When I was younger, I broke my ankle in multiple places, and I could no longer dance. Dance had been my plan. After my plan fell apart, I asked myself, “What am I going to do?” And I decided to not make a plan. Either I was too afraid to make a new plan for fear it would fall apart or that I would fail.
Things kept coming together, though. I kept saying “yes” to things or to experimenting. And slowly but surely, things came together. Seeing that pattern helped me realize that I don’t have to have it all figured out.
“There have been times when I wish I would have done things differently.
For example, I didn’t know what product management was when I was younger, so I could have never planned to be a product manager. I had no idea I would ever live in San Francisco. And back when I first visited, I didn’t like it at all. But I kept an open mind, and I love San Francisco now.
There have been times when I wish I would have done something differently or something didn’t work and I had to pivot. But I try not to think about those moments as failures necessarily.
For example, in one job, I was so invested in the company that I felt like I had lost my own identity. Yet I was holding on so hard that it ended up being really hurtful and harmful to me and my development. As I look back now, parting ways with that company was actually the best thing I could have done for myself.
By the time I was even able to see how unhappy I was in that situation, it made it really hard because I had all these self-limiting doubts: What if I can’t get another job? What if I’m the reason why this isn’t working? What if this hurts my reputation in the future if I can’t make this work or I can’t figure it out with my manager?
Then, I had to ask: What actually makes me happy in a role, and what do I need to be successful?
I examined the situation, and had an honest conversation with myself, my manager and others, asking, “Are these things realistic? Can I do these things? Can you do these things? Can you support me in this way? And if you can’t, what does that mean? What is my exit plan? And then what do I want to do next?”
Those are big, scary conversations.
Afterward, I decided to take a sabbatical. I wrote down a list, being really specific about every single thing I wanted. Within a month, my current company reached out — and it literally included every single one of those things.

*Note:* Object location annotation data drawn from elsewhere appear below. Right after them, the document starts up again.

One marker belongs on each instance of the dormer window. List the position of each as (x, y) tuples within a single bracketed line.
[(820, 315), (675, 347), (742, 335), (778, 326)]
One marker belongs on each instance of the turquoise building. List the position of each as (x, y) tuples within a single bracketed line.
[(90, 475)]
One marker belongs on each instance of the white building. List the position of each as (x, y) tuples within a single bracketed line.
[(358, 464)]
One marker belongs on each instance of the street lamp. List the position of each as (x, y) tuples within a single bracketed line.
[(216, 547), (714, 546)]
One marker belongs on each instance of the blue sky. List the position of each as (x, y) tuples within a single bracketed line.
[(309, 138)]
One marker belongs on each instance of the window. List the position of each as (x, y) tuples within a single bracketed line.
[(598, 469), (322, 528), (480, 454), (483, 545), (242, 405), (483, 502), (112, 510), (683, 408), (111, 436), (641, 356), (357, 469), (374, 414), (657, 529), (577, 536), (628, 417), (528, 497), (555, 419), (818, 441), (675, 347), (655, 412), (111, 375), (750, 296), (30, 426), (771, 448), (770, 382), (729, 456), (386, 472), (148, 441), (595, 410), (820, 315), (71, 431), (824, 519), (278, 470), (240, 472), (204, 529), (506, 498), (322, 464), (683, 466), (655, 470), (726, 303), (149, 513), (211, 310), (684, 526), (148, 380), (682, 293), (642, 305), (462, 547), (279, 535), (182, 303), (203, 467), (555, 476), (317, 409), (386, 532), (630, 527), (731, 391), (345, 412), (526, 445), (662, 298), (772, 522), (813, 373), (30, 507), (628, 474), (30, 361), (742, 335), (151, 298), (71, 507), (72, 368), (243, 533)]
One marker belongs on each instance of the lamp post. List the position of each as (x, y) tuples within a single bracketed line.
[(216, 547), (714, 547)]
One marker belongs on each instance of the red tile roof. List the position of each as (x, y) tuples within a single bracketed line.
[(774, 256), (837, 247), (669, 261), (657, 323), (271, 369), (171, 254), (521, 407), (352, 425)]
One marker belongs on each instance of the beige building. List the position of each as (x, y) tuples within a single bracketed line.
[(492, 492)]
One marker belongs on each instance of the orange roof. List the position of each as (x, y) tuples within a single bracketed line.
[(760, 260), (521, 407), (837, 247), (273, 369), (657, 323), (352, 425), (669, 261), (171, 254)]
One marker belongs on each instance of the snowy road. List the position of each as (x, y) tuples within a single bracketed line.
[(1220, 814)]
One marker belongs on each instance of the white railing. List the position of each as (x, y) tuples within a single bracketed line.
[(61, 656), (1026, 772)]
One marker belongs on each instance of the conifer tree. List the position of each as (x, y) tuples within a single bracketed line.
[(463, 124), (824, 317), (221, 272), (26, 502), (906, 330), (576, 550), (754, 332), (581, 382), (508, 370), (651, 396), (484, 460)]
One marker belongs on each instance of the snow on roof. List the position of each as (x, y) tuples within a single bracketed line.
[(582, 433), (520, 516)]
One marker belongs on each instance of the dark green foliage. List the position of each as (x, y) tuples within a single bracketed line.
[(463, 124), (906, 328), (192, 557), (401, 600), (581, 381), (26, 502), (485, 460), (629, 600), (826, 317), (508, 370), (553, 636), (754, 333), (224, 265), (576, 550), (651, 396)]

It’s been a year and a half, and I’m in such a different place in my life, personally and professionally. I have asked myself, “Why did I stay at my previous company so long? If I would have left earlier, what would my life look like now?” But moving forward, I know how I need to structure and reflect. I know how to be my own best advocate as a result of this experience.
It can be really easy to fall into this trap of thinking about success and failure as a binary. But every time we “fail,” we learn something new that can inform the direction or what we decide to value in our day-to-day lives.